As it turns out, it’s a good idea to add the best player in baseball.

Alex Rodriguez (R) puts on a New York Ya Photo credit should read TIMOTHY A. CLARY/AFP via Getty Images

Sometimes, landing the game’s best player is hard. You have to identify something in a college or high school bat that’s just different, or you have to find a way to mold a raw international free agent into a complete product. And then, sometimes, landing the game’s best player is easy — swoop in after a deal collapses and ...

Trade Details: Alex Rodriguez and cash to Yankees; Alfonso Soriano and a player to be named later (Joaquin Arias) to Rangers

Transaction Date: February 16, 2004

NYY stats during first contract (2004-07): 629 G, 2,795 PA, .303/.403/.573, 173 HR, 513 RBI, 29.1 fWAR, 4-time All-Star, 2005 and 2007 AL MVP

Sorry, I need a cigarette after staring at that stat line.

Everything about Alex Rodriguez is and was bigger than life. He was the best high school prospect the world had ever seen, he was a key contributor to the best era in Mariners’ history, and of course, his 2001 free agency set a new standard for what pro athletes are paid.

Even the story of how Rodriguez became a Yankee is worth a movie, or at least, one of the best 30 For 30s that ESPN has ever run. The Rangers, despite A-Rod finishing sixth, second, and first in MVP voting his three seasons in Texas, wanted payroll relief and felt they had to diversify talent on the squad, rather than surrounding the game’s best player with fill-ins.

Rodriguez strikes out

The Boston Red Sox, of course, were reeling from the 2003 ALCS, and Aaron F’n Boone, and felt they needed one more big piece to finally push them over the top in the rivalry with the Yankees. The proposed deal was to send Manny Ramirez, Nomar Garciaparra, and then-prospect Jon Lester to Texas, with Rodriguez, Magglio Ordóñez of the White Sox, and Brandon McCarthy coming to Beantown. The sticking point was all that outstanding money — $179 million of it — which made Theo Epstein balk.

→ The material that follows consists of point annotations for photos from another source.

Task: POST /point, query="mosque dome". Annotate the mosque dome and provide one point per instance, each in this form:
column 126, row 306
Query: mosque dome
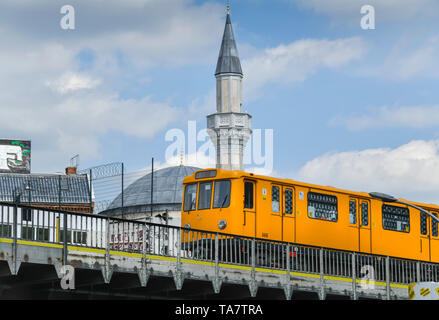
column 167, row 192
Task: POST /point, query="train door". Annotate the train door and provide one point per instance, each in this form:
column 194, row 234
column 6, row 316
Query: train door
column 359, row 218
column 434, row 240
column 249, row 214
column 276, row 212
column 288, row 219
column 424, row 241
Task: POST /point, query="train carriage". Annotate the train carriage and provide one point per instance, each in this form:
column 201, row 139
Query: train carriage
column 249, row 205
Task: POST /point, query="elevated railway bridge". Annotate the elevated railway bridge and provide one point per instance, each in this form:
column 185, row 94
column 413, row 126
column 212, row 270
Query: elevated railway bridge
column 138, row 260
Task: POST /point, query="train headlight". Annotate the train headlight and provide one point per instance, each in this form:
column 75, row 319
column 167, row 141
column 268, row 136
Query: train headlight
column 222, row 224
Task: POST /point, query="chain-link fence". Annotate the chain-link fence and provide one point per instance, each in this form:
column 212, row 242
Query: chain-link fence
column 108, row 186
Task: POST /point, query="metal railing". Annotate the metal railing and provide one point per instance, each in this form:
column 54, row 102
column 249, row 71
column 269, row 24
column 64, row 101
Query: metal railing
column 19, row 222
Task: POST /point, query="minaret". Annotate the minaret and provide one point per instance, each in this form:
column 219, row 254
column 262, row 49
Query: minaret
column 229, row 128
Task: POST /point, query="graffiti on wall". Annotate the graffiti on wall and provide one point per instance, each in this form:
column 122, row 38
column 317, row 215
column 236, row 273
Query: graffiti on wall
column 15, row 156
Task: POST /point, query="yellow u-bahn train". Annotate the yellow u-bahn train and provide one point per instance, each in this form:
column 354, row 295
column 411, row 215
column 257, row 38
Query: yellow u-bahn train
column 245, row 204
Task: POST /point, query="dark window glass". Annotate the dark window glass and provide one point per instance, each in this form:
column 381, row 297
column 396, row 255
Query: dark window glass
column 5, row 230
column 364, row 214
column 205, row 174
column 221, row 198
column 352, row 212
column 205, row 196
column 275, row 202
column 434, row 230
column 190, row 197
column 61, row 235
column 42, row 234
column 27, row 233
column 423, row 223
column 248, row 195
column 80, row 237
column 396, row 218
column 322, row 206
column 26, row 214
column 288, row 201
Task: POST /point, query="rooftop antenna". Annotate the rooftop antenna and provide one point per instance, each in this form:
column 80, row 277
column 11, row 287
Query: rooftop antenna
column 181, row 157
column 74, row 161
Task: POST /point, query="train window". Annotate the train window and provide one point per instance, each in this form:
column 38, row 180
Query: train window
column 248, row 195
column 43, row 234
column 275, row 203
column 26, row 214
column 205, row 196
column 288, row 201
column 27, row 233
column 364, row 214
column 434, row 230
column 423, row 223
column 80, row 237
column 190, row 197
column 5, row 230
column 396, row 218
column 61, row 235
column 322, row 206
column 352, row 211
column 221, row 198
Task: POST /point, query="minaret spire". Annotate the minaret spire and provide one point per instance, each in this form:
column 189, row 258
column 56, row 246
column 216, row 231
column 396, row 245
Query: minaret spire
column 229, row 128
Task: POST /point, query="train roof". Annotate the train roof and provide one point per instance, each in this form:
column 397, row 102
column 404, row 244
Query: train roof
column 236, row 174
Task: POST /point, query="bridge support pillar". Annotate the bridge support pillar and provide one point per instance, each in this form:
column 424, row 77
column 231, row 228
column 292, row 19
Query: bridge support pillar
column 57, row 265
column 107, row 269
column 14, row 264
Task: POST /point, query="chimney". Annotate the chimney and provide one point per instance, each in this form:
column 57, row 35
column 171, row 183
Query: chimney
column 70, row 170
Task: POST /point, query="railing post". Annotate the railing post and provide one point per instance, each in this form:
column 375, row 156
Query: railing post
column 13, row 266
column 388, row 278
column 65, row 253
column 418, row 271
column 322, row 292
column 217, row 282
column 287, row 287
column 178, row 274
column 144, row 272
column 107, row 271
column 354, row 276
column 253, row 286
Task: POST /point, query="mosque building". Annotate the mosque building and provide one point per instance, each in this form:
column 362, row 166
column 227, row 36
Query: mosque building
column 229, row 129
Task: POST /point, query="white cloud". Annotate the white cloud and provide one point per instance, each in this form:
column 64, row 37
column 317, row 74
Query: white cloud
column 409, row 171
column 297, row 61
column 386, row 9
column 65, row 110
column 390, row 117
column 70, row 81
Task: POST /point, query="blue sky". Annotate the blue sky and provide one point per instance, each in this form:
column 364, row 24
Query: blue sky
column 352, row 108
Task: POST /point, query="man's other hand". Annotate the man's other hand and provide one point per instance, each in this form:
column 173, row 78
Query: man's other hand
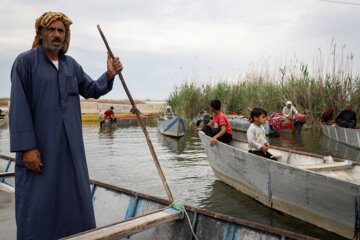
column 32, row 160
column 114, row 67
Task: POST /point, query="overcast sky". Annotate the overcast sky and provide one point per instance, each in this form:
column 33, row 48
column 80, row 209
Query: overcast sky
column 161, row 43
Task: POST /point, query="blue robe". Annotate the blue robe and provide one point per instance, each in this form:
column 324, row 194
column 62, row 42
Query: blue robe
column 45, row 115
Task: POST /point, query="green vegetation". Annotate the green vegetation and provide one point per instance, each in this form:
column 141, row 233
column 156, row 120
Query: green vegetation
column 311, row 93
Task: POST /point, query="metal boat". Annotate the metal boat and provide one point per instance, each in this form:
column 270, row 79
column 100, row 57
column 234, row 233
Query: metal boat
column 121, row 213
column 324, row 191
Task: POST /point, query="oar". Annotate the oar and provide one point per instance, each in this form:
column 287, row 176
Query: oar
column 141, row 121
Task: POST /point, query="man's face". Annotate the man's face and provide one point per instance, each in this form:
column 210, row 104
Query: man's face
column 260, row 119
column 53, row 36
column 348, row 107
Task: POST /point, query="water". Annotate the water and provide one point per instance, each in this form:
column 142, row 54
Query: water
column 121, row 157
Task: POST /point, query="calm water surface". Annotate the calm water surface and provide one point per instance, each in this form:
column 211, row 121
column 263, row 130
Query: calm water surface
column 121, row 157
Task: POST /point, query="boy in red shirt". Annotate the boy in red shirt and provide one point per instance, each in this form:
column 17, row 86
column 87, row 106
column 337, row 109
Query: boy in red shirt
column 109, row 114
column 219, row 128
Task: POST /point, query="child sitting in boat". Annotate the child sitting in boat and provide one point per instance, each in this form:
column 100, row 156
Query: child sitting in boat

To Rodriguez’s credit, he was open to restructuring his deal, taking less money and an opt out, and even signed an agreed-upon deal that would have allowed the trade to be executed...before the MLBPA stepped in to nix the deal. Allowing the game’s highest-paid player to give up guaranteed money set a dangerous precedent for the rest of the union, and it was seen as too great a risk even if A-Rod was on board. The Red Sox were out.

At around the same time, Aaron Boone, that hero of the ALCS, played a game of pickup basketball in California. A torn ACL quashed his entire 2004 season before it could even remotely begin, and since he violated a term of his contract, the Yankees were eager to release Boone from his deal ... and they needed a third baseman.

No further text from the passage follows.